You can help your children or grandchildren by giving them propertyy or even by lending them money to buy it.

You can lend some member of your family the money for a down payment on a home interest free. By making it a "demand" note (payable on your demand), the tax collectors won't hit you with a gift tax if you go over the $3,000 annual limit ($6,000 for a married couple.

Warning: Some state laws might put a time limitation on demand loans, allowing the right to sue for the money.

If you don't sue, then the tax people could conceivably consider your loan a gift. You can avoid this hassle by waiving the time limitation for the note.

You can also buy a small house or condominium apartment for some younger member of your family and lease it back. Part of the rent you charge can go toward building up a fund to cover the down payment when the younger family member buys the home back from you.

By working out one of these lease-purchase agreements with the younger family member, you can reap all sorts of tax benefits. And, the younger family member gets started on the road toward home ownership.

These deals can be tricky, so it's a good idea to have a lawyer help work out the contracts.

The Internal Revenue Service recently said it was going to crack down on taxpayers who rented homes to members of their family -- even though they charged fair market rents.
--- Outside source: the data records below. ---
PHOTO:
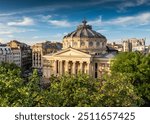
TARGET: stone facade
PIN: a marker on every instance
(21, 54)
(134, 44)
(116, 46)
(40, 49)
(6, 54)
(84, 51)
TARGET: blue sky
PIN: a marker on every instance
(32, 21)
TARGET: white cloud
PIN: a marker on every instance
(60, 23)
(96, 22)
(25, 22)
(5, 32)
(132, 3)
(140, 19)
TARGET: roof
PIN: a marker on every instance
(84, 30)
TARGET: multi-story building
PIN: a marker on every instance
(84, 50)
(116, 46)
(6, 54)
(40, 49)
(21, 54)
(134, 44)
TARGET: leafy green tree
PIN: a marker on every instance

But members of Congress, responding to appeals from constituents, ordered IRS to lay off the family-rental business. In the new session of Congress, you can look for legislation aimed at protecting the right of families to rent property to sons, daughters, grandchildren and parents.

Another good way to help a younger member of your family, and help yourself to some tax savings, is to lend money or invest it in a small business venture. Money paid out to the young enterpreneur would, of course, not be considered a gift, providing it was within reasonable bounds.
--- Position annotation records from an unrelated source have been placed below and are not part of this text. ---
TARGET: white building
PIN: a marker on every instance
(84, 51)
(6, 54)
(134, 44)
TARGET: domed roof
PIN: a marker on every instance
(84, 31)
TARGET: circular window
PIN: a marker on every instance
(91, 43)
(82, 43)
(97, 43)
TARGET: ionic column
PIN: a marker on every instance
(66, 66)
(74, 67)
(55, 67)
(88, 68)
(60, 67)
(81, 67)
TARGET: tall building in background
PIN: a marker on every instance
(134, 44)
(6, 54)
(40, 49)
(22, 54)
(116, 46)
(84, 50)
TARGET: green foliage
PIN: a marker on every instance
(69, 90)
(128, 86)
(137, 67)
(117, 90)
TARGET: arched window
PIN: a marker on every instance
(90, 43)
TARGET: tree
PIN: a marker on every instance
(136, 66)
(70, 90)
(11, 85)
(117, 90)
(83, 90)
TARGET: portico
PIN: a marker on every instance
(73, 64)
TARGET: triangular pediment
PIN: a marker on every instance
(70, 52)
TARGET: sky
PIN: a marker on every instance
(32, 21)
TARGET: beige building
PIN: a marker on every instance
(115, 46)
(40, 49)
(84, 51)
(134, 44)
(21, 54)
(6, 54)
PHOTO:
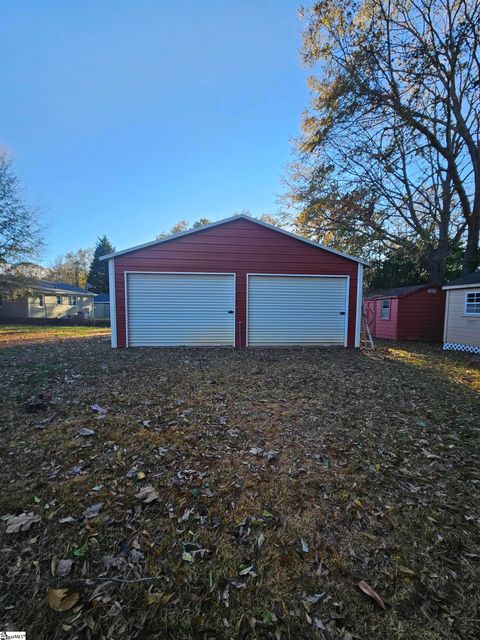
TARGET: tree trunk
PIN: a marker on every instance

Again, bringing a young member of your family into a business partnership or loaning money to a business venture can be tricky. Best have a lawyer draw up the necessary papers.

If, by chance, you have property that has greatly appreciated in value, you might consider giving some of it to your children or grandchildren. When they sell it, they will have to pay a tax on the profit -- but at a lower rate than the one you would have paid.
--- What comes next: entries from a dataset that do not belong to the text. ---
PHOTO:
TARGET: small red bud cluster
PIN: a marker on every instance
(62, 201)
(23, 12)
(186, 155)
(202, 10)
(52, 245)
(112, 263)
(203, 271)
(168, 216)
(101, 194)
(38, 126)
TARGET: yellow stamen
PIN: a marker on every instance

Some families have valuable heirlooms such as antique furniture, procelain art objects, silverware and paintings.

If you want to keep these things in the family and avoid big gift taxes on estate taxes later on, you might try giving one or two items away every year.

You can make gifts up to $3,000 a year ($6,000 for a couple) without having to pay a gift tax. Every year you designate what items go to what child or grandchild.

If they're too young and may not be able to care for the valued items, don't let the beneficiaries know you've transferred ownership until later on when they're more mature and responsible. A lawyer can tell you how to make the gifts and how to have the form letters filled in and notarized. h

Q. There are a lot of ads touting diamonds as a good investment. You send in your money, and they pick the "right" diamond for you. If you buy a diamond as an investment is there a regular market for selling them back?

A. Not really. Some companies say they will buy back diamonds from their customers, but it's not a guaranteed deal. They can't guarantee a buy-back because they might not be in business X years from now when you want to sell.

Robert Crowningshield of the Gemological Institute of America says "diamonds are not really a good investment for the small investor." There's no formal market place to sell the stones once you've bought them, and they're all of different quality.

You can get "certificates" with diamond purchases, but these things are nothing more than a formal description of the gems. They do not fix any specific value. Buy daimonds for their beauty, for wearing, but don't buy them for investment unless you have a lot of money and can go for the best.